In the book "Topology from the Differential Viewpoint" (Milnor) he proves on page 11 the following lemma:
If $f: M\to N$ is a smooth map between manifolds of dimension $m\geq n$ and if $y\in N$ is a regular value, then the set $f^{-1}(y) \subset M$ is a smooth manifold of dimension $m-n$.
I've some trouble with the very last step.
Proof: Let $x\in f^{-1}(y)$. Since $y$ is a regular value, the derivative $df_x$ must map $TM_x$ onto $TN_y$. The null space $R \subset TM_x$ of $df_x$ will therefore be an $(m-n)$-dimensional vector space.
If $M\subset \mathbb{R}^k$, choose a linear map $L : \mathbb{R}^k \to \mathbb{R}^{m-n}$ that is nonsingular on this subspace $R\subset TM_x \subset \mathbb{R}^k$. Now define
$$F: M \to N\times\mathbb{R}^{m-n}$$
by $F(\xi) = (f(\xi), L(\xi))$. The derivative $dF_x$ is clearly given by the formula $dF_x(v) = (df_x(v), L(v))$. Thus $dF_x$ is nonsingular. Hence $F$ maps some neighborhood $U$ of $x$ diffeomorpically onto a neighborhood $V$ of $(y, L(x))$.Note that $f^{-1}(y)$ corresponds, under $F$, to the hyperplane $y\times \mathbb{R}^{m-n}$.
In fact $F$ maps $f^{-1}(y)\cap U$ diffeomorphically onto $(y\times\mathbb{R}^{m-n})\cap V$. This proves that $f^{-1}(y)$ is a smooth manifold of dimension $m-n$.
If $F$ maps $f^{-1}(y)\cap U$ diffeomorphically onto a an open subset of $\mathbb{R}^p$ it is clear, that $f^{-1}$ is an manifold of dimension $p$. But why $y\times \mathbb{R}^{m-n}$ is of dimension $m-n$? $y$ has dimension $n$ and $\mathbb{R}^{m-n}$ has dimension $m-n$, so the manifold should have dimenson $n$?!

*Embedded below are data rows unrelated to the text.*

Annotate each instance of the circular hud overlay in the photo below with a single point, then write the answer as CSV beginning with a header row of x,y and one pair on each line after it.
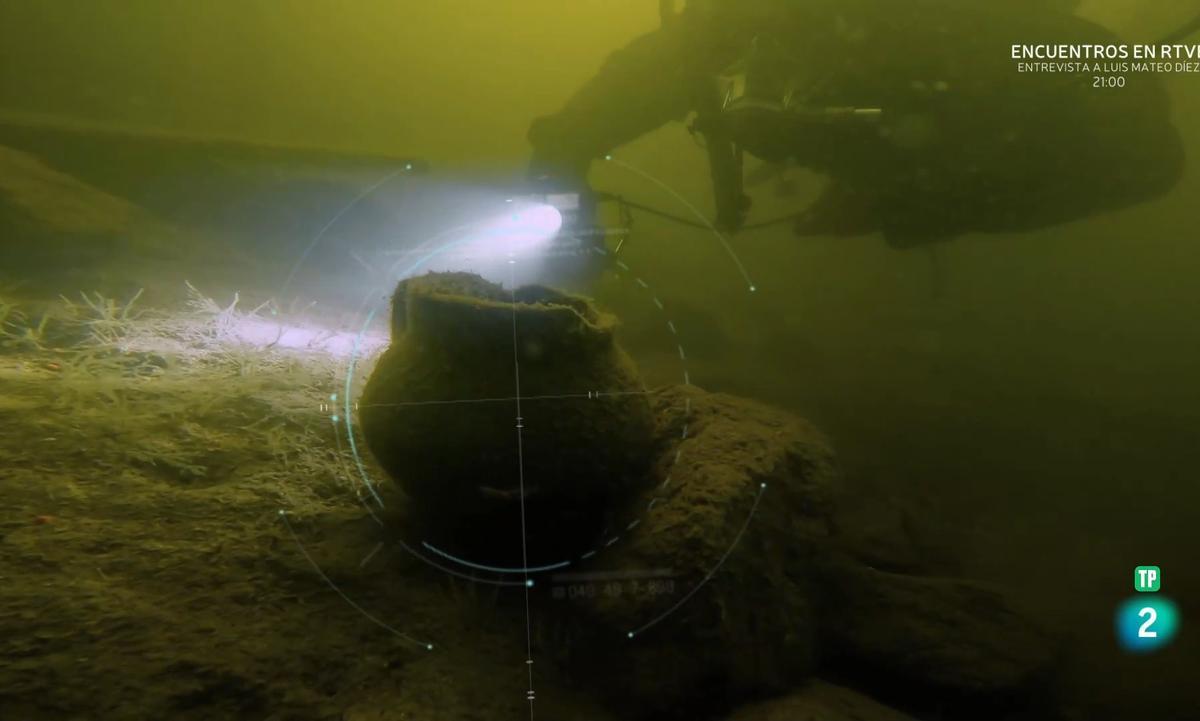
x,y
507,251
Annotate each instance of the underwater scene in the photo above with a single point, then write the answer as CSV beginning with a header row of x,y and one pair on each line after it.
x,y
695,360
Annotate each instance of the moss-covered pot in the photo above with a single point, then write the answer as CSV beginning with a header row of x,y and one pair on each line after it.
x,y
487,391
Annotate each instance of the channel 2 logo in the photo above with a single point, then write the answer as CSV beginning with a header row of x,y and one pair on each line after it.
x,y
1146,623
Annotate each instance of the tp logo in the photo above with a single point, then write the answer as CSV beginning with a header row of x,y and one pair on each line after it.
x,y
1146,580
1146,624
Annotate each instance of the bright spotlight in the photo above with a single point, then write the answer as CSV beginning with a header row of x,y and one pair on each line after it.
x,y
523,234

And, a little idea: That $(y\times\mathbb{R}^{m-n})\cap V$ is open subset, because $F$ maps open subsets onto open subsets (because $F$ continuous)?
Best Answer
Note that $y$ is a point in the manifold $N$, although $N$ has dimension $n$, $\{y\}$ has dimension zero, so $\operatorname{dim}\, (\{y\}\times\mathbb{R}^{m-n}) = \dim\, \{y\} + \dim\mathbb{R}^{m-n} = 0 + m - n = m-n$.